Published: 10th June 2020
Delhi HC says DU can now conduct OB online exams, much to teachers and students' angst
The decision was criticised previously by a lot of teacher and student organisations. The DUSU, however, welcomed the university's stand
The Delhi High Court has said that they will not stop or interfere in the varsity's decision to hold open book online exams in light of the COVID-19 pandemic and the lockdown. While hearing a petition against this by the National Federation of the Blind, the Delhi High Court on June 9 said that it would not interfere in the matter. However, it had asked the university and the UGC to work out a solution to also enable disabled students to write the examinations.
The court had observed, "We are of the prima facie view that once the academic authorities competent to take a decision in this regard have taken a decision to hold an examination and to, besides the examination tentatively scheduled from July 1, 2020, also hold a physical examination later, as and when the present situation improves, for those unable to participate in the said examination, there is no need to interfere in the decision of the academic authorities."
The University of Delhi's decision to conduct online Open Book Examinations for its final year students had created a lot of hue and cry among the teacher and student community. A while ago, various organisations had conducted online and offline protests against this. Previously, various surveys had stated that Open Book Examinations will not be a practical solution. Many did not have gadgets to appear for the examinations.
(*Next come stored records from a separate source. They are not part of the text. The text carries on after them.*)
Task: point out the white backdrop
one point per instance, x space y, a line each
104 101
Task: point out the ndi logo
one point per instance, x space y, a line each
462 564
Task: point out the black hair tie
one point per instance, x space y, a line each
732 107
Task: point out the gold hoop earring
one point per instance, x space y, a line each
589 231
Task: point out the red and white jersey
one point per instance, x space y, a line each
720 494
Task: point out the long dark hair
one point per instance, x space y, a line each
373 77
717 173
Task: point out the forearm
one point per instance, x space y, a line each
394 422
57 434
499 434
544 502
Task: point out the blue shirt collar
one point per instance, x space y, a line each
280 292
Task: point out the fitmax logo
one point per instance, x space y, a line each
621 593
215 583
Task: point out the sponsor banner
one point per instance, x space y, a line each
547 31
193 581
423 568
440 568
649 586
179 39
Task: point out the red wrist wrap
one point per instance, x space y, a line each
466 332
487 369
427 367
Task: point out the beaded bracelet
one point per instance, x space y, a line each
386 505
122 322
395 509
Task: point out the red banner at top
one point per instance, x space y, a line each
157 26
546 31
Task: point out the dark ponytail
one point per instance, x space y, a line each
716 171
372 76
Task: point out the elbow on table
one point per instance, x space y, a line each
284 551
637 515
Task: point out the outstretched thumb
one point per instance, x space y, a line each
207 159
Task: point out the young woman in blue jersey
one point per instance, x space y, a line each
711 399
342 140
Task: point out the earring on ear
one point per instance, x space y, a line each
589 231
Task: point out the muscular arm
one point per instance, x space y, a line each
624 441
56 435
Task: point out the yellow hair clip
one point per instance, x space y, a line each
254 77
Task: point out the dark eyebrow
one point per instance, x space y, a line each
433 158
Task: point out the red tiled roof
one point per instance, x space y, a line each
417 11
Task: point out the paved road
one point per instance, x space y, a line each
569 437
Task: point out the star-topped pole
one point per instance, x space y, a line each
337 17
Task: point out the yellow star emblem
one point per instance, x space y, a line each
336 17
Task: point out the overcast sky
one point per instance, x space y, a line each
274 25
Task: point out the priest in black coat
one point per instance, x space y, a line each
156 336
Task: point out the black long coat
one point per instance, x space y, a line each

A lot of them raised concerns over a lack of a proper system to monitor for malpractice too.
Commenting on the ruling, Rajib Ray, President, Delhi University Teachers' Association said, "Whatever is good for the first and second-year students should be valid for the final year students too." The university has already announced that the first-year, second-year students will be promoted and marks will be awarded on the basis of past performance and internal assessment.
DUSU president Akshit Dahiya was yet to see the judgment. "We agree that there's no 'one size fits all' solution here. The university had agreed to our demand for conducting offline examinations for students who do not have access to the internet. We welcome that," he says. "There should also be a centralised system in place for students to access study materials," he added.
Understandably, this did not go down well with the students. A lot of DU students had raised their concerns about them not having their study materials, three weeks away from the examinations. "How can we write the open book examination when we do not have books?" asked a student of Sree Ram College of Commerce. "Also, we question the merit of the conduct of these examinations," she said. The judgment, however, says that the university has assured it "the study material of any of the students is locked in the hostel rooms, which the students were directed to vacate, the provision shall be made to enable the students to collect the said material as and when desired by them."